Ce document doit notamment comporter : l’indication claire et précise de cette zone, l’adresse du service d’information en ligne permettant de consulter le plan d’exposition au bruit, la mention de la possibilité de consulter le plan d’exposition au bruit à la mairie de la commune où est situé l’immeuble.

Ce document qui n’a qu’une valeur indicative (l’acquéreur ou le locataire ne pouvant s’en prévaloir à l’encontre du titulaire de l’obligation d’information) est intégré au dossier de diagnostic technique annexé, selon le cas, à la promesse de vente ou au contrat préliminaire en cas de vente en l’état futur d’achèvement et à défaut de promesse, à l’acte authentique de vente et au contrat de location ou annexé à ces mêmes actes et ce à compter du 1er juin 2020.

Un Plan d’exposition au bruit (P.E.B) est donc établi obligatoirement pour chaque aérodrome classé administrativement comme pouvant être utilisé pour des transports commerciaux et qui comporte des installations ad hoc, mais aussi facultativement pour les autres.

Ainsi sur le territoire de la métropole de Lyon se sont dotés d’un P.E.B :

–          L’aéroport de Lyon Saint Exupéry

–          L’aérodrome de Lyon-Bron

–          L’aérodrome de Corbas.

Si pour les constructions déjà édifiées, il n’existe pas de conséquences majeures autre que celles pouvant résulter d’une régulation des prix du marché de l’immobilier, en fonction de la nuisance sonore définie par le P.E.B., il en va autrement pour les projets de construction, dans les quatre zones définies par ces plans.

Quant à la gêne sonore pour les constructions existantes, elle est calculée au moyen d’un modèle mathématique mettant en équation différents paramètres pour prendre en compte : le bruit émis par chaque modèle d’avion tel qu’il est perçu au sol, le nombre de passages d’avions en 24 heures, la perception différente du bruit entre le jour, la nuit et la soirée. Le résultat du calcul est exprimé en Lden. Il s’agit d’un des indices recommandés par l’Union Européenne pour traduire la gêne sonore relative aux infrastructures de transport.

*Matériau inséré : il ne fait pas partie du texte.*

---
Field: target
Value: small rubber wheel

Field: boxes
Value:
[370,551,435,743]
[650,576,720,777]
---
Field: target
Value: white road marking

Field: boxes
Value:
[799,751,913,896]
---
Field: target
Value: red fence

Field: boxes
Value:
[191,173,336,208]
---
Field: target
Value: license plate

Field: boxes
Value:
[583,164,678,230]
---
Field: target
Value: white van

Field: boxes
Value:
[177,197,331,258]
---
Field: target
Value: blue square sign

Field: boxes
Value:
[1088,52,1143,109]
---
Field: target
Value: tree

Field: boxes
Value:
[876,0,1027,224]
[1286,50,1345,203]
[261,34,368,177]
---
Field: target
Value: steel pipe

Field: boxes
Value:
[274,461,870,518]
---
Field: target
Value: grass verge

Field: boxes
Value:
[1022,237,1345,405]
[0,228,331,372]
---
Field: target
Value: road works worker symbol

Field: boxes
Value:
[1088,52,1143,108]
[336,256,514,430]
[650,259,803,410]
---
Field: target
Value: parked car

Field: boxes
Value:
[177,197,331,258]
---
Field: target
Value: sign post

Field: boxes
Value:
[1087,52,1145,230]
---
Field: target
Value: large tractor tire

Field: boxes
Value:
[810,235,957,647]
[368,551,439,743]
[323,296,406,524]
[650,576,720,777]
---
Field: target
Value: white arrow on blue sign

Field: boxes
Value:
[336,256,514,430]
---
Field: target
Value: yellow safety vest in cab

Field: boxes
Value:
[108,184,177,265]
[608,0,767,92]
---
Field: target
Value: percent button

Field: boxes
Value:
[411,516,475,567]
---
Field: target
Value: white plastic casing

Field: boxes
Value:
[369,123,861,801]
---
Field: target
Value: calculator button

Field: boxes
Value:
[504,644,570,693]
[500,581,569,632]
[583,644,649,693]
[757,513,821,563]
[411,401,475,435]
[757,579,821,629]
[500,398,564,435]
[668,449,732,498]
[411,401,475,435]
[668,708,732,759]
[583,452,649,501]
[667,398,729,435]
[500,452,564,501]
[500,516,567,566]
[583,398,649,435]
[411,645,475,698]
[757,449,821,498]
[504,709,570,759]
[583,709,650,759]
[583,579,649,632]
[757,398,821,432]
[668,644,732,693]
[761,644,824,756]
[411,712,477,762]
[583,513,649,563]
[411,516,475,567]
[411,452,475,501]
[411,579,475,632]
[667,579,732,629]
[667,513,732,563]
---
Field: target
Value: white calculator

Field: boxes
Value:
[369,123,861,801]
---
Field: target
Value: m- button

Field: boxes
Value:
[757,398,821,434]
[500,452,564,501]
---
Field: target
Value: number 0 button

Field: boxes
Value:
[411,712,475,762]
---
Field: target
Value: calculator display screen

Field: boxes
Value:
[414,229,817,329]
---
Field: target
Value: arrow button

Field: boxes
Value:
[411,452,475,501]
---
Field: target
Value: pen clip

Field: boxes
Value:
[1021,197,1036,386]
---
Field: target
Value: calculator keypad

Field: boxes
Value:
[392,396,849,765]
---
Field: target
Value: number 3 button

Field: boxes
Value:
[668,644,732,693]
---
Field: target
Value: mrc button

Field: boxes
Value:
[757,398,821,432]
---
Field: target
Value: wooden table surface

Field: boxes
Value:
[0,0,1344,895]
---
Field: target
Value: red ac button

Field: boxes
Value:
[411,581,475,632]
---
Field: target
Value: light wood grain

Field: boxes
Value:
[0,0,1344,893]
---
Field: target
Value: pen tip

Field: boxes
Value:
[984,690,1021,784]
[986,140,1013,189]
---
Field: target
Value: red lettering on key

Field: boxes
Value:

La préfecture du Rhône a défini les valeurs à retenir pour les P.E.B : pour la zone A dite de bruit fort : lden supérieur à 70. Pour la zone B également dite de bruit fort lden entre 62 à 65 (62 pour Lyon-Bron) , pour la zone C de bruit modéré entre 55 et 62 (56,5 pour Lyon-Bron) et enfin pour la zone D de bruit faible : lden compris entre 50 et 55 (50 pour Lyon-Bron).

Ainsi, une vingtaine de communes sur le territoire du Grand Lyon sont concernées par le P.E.B, telles que Bron, Saint Priest, Corbas, Décines-Charpieu, Chassieu, Vaulx-en-Velin, et une partie de Villeurbanne.